Dat meldt de Landelijke Huisartsen Vereniging, die samen optrekt met zorgaanbieders in de eerste lijn.
Deze zorgaanbieders, verenigd in de Eerstelijnscoalitie, verzetten zich al jaren tegen de jaarverantwoordingsplicht en de extra administratieve belasting die dit voor hen betekent. Die lasten komen bovenop een groeiende stapel aan verantwoordingseisen waaraan zorgaanbieders moeten voldoen.
Wtza
Op 1 januari 2022 is de Wet toetreding zorgaanbieders in werking getreden. Die bevat verschillende verplichtingen voor zorgaanbieders, waaronder een verplichting tot een openbare jaarverantwoording. Alle zorgaanbieders, uitgezonderd zzp’ers, moeten hieraan voldoen en moeten vanaf 2023 financiële verantwoording afleggen over het voorgaande boekjaar. De coalitie heeft meerdere keren met de minister Helder en haar voorgangers gesproken over de effecten van de Wtza voor kleinschalige zorgaanbieders. Tot op heden heeft dit overleg slechts tot een verruiming van de openbaarmaking geleid. Over boekjaar 2023 is deze tijdelijk verruimd naar 1 oktober 2024, dit was 1 juni 2024.
VWS
Op een alternatief voorstel voor de jaarverantwoordingsplicht dat de Eerstelijnscoalitie heeft neergelegd, hebben noch VWS, noch de NZa gereageerd. Het alternatieve voorstel behelst een uitzonderingspositie voor de eerste lijn en voor kleinere zorgaanbieders tot een bepaalde omzetgrens. Volgens de eerstelijns zorgaanbieders weegt de gevraagde tijdsinvestering voor deze groep niet op tegen wat het oplevert.

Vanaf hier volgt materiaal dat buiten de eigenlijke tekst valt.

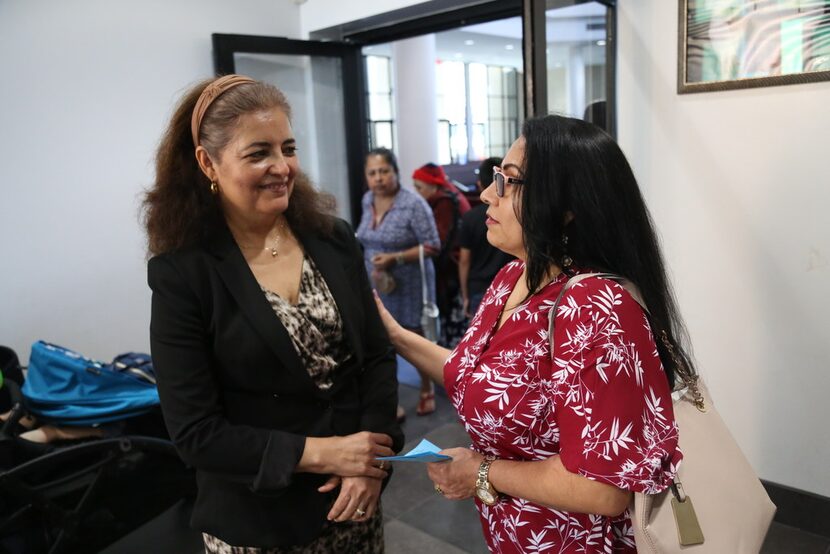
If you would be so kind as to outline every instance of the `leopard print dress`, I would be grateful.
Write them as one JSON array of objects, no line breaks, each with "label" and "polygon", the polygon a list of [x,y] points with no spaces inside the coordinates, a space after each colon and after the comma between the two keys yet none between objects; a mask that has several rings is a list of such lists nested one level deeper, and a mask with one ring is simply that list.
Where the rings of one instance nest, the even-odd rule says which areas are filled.
[{"label": "leopard print dress", "polygon": [[[291,337],[294,349],[320,389],[332,385],[332,372],[350,354],[343,336],[343,320],[326,281],[310,258],[303,259],[297,304],[262,289],[265,298]],[[319,537],[306,545],[256,548],[232,546],[203,533],[206,554],[354,554],[383,553],[383,516],[380,505],[364,522],[327,521]]]}]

De LHV reageert teleurgesteld: “VWS biedt helaas geen ruimte voor beperking van de verplichting voor de eerstelijnszorg. Dat is niet alleen frustrerend, maar ook verschrikkelijk zonde van de kostbare tijd voor de patiëntenzorg van al die zorgverleners in de eerste lijn.” De LHV en andere zorgaanbieders beraden zich op nadere stappen.